Bored at work? This summer, AOL Jobs will be publishing a career quiz every week to keep you entertained. This quiz was so popular with readers when it originally ran that AOL is republishing it.
Do you think you deserve a raise but haven't been able to summon the courage to ask for one, or are you unsure as to how you would justify a raise in this economy? If you've proactively approached your work in the ways outlined below, you may have a stronger case than you think.
Document your accomplishments regularly throughout the year.

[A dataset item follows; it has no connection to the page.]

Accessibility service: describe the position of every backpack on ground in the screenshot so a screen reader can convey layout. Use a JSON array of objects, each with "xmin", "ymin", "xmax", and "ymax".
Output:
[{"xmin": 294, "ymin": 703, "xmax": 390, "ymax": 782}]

Keep track of all the projects you manage. Upon completion of each assignment, write a note to yourself detailing your contribution and how your efforts helped the company make money, save money, save time, grow the business, or retain customers. Quantify your accomplishments with dollars, percentages, and other appropriate metrics. Actively seek out opportunities to improve efficiencies and profits regardless of the task at hand. By showing and quantifying your specific value added, you build a better business case to support the requested salary increase.
Become hard to replace.
Create opportunities to diversify your experience by offering to learn how to perform tasks that support your main role and make you more efficient at what you do. An alternative strategy is to become a subject matter expert in one specific aspect of the job so you are seen as the "go-to person" for a particular type of information. No want wants to lose the go-to person because then they have to take ownership of an additional task.

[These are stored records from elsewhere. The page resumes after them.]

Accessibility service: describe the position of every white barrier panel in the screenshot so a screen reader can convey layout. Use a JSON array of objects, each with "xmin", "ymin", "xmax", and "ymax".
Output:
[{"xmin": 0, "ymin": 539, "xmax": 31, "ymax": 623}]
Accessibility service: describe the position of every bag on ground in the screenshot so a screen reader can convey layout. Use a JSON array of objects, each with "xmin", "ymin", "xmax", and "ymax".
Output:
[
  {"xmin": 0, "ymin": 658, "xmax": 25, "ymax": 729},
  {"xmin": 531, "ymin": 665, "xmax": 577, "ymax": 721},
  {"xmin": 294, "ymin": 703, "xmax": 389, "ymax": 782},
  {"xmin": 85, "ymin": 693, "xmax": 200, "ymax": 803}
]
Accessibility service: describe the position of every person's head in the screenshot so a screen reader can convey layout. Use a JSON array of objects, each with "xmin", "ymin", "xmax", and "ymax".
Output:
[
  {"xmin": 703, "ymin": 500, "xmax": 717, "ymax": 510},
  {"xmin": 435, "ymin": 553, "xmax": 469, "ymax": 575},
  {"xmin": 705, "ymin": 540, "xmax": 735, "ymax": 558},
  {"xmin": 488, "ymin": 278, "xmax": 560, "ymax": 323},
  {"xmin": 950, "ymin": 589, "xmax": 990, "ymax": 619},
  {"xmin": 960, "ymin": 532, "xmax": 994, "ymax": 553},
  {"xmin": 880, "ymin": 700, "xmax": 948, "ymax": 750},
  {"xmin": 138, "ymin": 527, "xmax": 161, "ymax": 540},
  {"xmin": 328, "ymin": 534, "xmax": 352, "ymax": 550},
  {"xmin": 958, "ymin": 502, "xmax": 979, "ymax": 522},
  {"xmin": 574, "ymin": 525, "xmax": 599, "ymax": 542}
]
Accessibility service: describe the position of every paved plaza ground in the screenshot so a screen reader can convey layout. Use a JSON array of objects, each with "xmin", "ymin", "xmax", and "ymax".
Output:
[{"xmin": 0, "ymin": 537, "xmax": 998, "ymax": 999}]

This does not mean taking on grunt work. It might just mean mastering a new technology that no one else feels comfortable with or taking on an assignment that is outside of the traditional scope of the job. Employees who demonstrate this level of flexibility tend to get more flexibility from their bosses on other issues, including compensation.
Inherit the workload of a co-worker let go from the company.

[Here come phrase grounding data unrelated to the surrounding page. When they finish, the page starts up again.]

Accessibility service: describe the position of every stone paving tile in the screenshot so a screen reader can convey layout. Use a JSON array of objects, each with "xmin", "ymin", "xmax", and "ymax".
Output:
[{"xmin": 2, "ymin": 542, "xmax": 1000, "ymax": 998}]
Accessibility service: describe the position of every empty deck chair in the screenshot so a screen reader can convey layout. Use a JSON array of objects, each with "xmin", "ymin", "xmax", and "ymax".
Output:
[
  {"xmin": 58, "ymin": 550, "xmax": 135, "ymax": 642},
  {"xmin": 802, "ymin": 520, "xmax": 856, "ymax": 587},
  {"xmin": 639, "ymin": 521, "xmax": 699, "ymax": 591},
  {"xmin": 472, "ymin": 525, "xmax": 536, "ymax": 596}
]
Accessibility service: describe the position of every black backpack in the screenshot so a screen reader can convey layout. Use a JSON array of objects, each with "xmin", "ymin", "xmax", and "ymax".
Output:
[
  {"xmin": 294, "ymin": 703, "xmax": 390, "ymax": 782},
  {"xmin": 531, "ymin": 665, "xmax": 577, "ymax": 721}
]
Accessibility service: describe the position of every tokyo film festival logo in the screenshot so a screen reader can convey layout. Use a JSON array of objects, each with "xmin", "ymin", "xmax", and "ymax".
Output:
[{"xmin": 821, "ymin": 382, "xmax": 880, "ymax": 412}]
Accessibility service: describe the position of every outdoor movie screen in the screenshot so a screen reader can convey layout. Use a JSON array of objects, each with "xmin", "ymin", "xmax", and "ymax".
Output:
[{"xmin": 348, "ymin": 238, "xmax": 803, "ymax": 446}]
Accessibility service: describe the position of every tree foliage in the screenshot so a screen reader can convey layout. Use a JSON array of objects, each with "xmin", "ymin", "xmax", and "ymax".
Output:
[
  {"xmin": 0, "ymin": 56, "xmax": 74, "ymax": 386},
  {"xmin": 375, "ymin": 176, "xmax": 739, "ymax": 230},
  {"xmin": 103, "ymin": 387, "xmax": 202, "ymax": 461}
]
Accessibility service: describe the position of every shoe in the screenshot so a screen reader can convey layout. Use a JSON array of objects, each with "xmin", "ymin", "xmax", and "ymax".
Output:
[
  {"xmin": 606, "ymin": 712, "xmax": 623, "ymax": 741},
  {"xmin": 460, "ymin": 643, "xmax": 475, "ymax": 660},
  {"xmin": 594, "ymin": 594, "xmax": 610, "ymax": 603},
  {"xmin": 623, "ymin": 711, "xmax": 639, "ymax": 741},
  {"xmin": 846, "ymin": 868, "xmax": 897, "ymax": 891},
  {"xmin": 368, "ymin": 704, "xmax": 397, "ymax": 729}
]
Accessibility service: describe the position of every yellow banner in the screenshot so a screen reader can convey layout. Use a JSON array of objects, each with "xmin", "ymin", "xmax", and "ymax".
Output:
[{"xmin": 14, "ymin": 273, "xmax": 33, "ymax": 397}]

After the dust settles from the most recent round of layoffs, you may be asked to take on additional responsibilities or projects to pick up the slack created by the reorganization. If you have successfully assumed a larger workload, and as a result of it the company has saved in terms of salary expenditures, they may be willing to put some of that saved dough in your pocket.
Accept high-profile assignments close to review time.
Since it is easier for people to remember what has happened most recently, why not take on an important assignment to coincide with an upcoming review? The project is bound to become a focal point of the performance review discussion, and the boss can quickly remember and document the achievements relevant to the project.
Your success negotiating a salary increase hinges on your ability to discuss the increase in terms of what is fair and reasonable. By incorporating some of these ideas into your career management strategy, you can keep the conversation focused on measurable achievements and build a compelling business case for the requested pay raise.
Quiz: Do you deserve a raise?
Answer yes or no to each of these questions. In the past year I have ...
- Exceeded performance goals to help company achieve superior business results.
- Mastered a task no one else knows how to do.
- Taken on a task no one else wants to do.
- Assumed additional responsibilities that weren't part of my original job description.
Yes for 4 out of 4: Go for it!
Yes for 3 out of 4: You have a strong case.
Yes for 2 out of 4: Keep at it; you are on the right track -- revisit in six months.
Yes for 1 out of 4: You probably don't have strong enough case yet -- revisit in 12 months.